Линия Периферии
Шрифт:
Виктор, будучи минимум на лет семь старше Дворжака и обладая немалым опытом анализа собеседника, полученного за время его причастности к своему новому ремеслу, читал того как открытую книгу: он видел, как нервничает Павел, изо всех сил сдерживая пот. Видел его неуверенность и страх перед неизвестным. Он держался молодцом, но редкие заминки и меняющаяся напряжённость тона выдавали шаткость положения авиатехника с головой. Это был смелый, но неопытный противник, пытающийся прыгнуть выше головы. Он не стоил внимания Виктора, даже если и сумел что-то раскопать.
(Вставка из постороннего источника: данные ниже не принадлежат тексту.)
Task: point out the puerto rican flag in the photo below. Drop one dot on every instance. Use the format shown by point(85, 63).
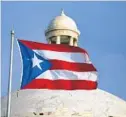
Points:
point(52, 66)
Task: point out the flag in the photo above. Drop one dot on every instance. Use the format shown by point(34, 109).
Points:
point(52, 66)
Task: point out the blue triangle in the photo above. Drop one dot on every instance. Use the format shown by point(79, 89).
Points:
point(30, 72)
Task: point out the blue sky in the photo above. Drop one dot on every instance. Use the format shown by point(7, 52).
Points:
point(103, 35)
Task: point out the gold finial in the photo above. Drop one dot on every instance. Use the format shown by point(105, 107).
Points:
point(62, 12)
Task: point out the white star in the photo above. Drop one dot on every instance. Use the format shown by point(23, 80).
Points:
point(36, 62)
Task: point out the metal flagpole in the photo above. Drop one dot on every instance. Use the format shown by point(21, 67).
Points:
point(10, 75)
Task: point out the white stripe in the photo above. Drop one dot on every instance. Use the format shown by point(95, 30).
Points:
point(68, 75)
point(65, 56)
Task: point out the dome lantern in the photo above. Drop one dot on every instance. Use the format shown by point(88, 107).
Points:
point(62, 30)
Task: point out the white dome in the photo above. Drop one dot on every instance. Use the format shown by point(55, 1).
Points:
point(62, 103)
point(62, 22)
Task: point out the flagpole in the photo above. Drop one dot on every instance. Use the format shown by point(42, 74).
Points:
point(10, 76)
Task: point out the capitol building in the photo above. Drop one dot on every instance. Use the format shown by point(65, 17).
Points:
point(64, 103)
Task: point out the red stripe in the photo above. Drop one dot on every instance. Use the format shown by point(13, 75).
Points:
point(80, 67)
point(52, 47)
point(61, 84)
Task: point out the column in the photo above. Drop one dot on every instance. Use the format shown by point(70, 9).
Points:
point(58, 40)
point(71, 41)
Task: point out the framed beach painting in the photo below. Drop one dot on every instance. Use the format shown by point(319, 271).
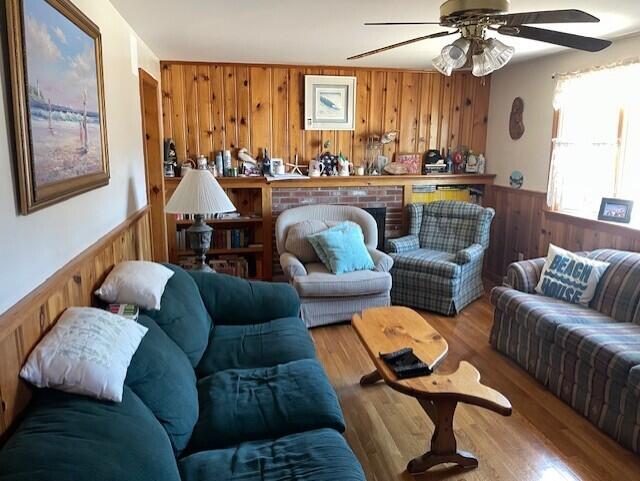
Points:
point(330, 102)
point(55, 56)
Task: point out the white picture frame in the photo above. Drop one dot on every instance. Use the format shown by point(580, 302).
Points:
point(329, 102)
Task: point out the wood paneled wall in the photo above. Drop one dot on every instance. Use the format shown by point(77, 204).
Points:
point(522, 225)
point(22, 326)
point(211, 107)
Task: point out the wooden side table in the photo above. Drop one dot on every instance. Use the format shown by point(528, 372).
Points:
point(388, 329)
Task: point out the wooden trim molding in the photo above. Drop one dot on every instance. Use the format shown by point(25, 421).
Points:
point(525, 226)
point(22, 326)
point(586, 223)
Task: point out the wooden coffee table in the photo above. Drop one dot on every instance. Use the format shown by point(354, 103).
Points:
point(387, 329)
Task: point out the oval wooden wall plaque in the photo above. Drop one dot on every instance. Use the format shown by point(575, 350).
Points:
point(516, 124)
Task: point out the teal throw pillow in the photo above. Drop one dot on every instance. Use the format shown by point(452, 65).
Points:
point(341, 248)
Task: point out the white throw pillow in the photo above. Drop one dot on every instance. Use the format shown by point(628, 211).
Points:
point(87, 352)
point(135, 282)
point(570, 277)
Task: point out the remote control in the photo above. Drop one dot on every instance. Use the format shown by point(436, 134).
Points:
point(415, 370)
point(391, 356)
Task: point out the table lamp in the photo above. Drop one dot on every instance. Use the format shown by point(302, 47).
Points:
point(199, 193)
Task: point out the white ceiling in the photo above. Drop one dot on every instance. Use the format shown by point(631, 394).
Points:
point(326, 32)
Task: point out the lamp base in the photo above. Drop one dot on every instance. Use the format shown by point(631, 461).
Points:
point(199, 235)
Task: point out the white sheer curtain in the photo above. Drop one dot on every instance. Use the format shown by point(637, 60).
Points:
point(595, 153)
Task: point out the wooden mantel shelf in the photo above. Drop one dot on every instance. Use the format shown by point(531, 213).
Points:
point(433, 179)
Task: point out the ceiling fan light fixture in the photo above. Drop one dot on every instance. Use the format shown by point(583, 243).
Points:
point(500, 53)
point(483, 64)
point(455, 54)
point(442, 66)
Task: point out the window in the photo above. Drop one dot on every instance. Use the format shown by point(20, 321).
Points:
point(596, 149)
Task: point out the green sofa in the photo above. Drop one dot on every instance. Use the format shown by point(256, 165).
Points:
point(224, 386)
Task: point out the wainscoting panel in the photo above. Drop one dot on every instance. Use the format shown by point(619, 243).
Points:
point(212, 107)
point(523, 226)
point(22, 326)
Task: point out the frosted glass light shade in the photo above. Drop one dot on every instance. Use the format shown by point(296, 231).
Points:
point(456, 54)
point(442, 66)
point(199, 193)
point(499, 52)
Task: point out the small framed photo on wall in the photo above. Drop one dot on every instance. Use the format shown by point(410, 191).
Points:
point(330, 102)
point(615, 210)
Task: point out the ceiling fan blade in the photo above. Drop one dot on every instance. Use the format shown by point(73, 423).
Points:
point(550, 16)
point(579, 42)
point(402, 23)
point(401, 44)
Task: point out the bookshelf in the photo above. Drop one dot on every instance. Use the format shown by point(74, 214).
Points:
point(239, 246)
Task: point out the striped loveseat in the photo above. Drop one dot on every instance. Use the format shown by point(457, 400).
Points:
point(587, 356)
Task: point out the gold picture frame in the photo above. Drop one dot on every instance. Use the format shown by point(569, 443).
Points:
point(60, 125)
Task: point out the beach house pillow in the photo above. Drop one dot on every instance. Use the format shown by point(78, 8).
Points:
point(87, 352)
point(570, 277)
point(342, 249)
point(135, 282)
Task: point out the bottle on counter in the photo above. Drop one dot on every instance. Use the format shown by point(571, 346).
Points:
point(226, 160)
point(482, 164)
point(219, 164)
point(266, 163)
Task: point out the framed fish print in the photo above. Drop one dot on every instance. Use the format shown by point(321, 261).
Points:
point(330, 102)
point(55, 55)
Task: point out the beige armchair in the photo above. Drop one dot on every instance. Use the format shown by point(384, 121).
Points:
point(327, 298)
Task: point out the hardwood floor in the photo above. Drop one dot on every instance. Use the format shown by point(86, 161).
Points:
point(544, 439)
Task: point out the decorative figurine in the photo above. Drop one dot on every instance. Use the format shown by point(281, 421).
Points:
point(316, 168)
point(345, 166)
point(296, 165)
point(170, 158)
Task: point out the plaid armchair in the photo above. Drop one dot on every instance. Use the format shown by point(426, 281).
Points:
point(438, 266)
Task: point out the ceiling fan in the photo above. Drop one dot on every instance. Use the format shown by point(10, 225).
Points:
point(472, 19)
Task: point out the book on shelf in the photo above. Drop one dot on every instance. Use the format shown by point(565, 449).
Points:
point(222, 239)
point(233, 265)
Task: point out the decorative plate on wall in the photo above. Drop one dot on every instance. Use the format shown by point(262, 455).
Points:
point(516, 180)
point(516, 123)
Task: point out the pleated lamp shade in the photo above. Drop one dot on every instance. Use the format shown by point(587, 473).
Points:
point(199, 193)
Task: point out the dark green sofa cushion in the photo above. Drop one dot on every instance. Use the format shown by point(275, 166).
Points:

Павел всё равно не сумеет ничего доказать, а если и докажет, то к моменту начала разбирательств Виктор успеет замести все следы. Он бы просто проигнорировал авиатехника, оставив его наедине с собственными догадками, но Павел, к собственному несчастью, решился задать главный
— Почему вы солгали о том, что не обладаете мастер-паролем?
Виктор чуть было не поперхнулся, тут же нахмурив брови в привычно презрительной усмешке.
— И с чего ты внезапно решил, что я обладаю им?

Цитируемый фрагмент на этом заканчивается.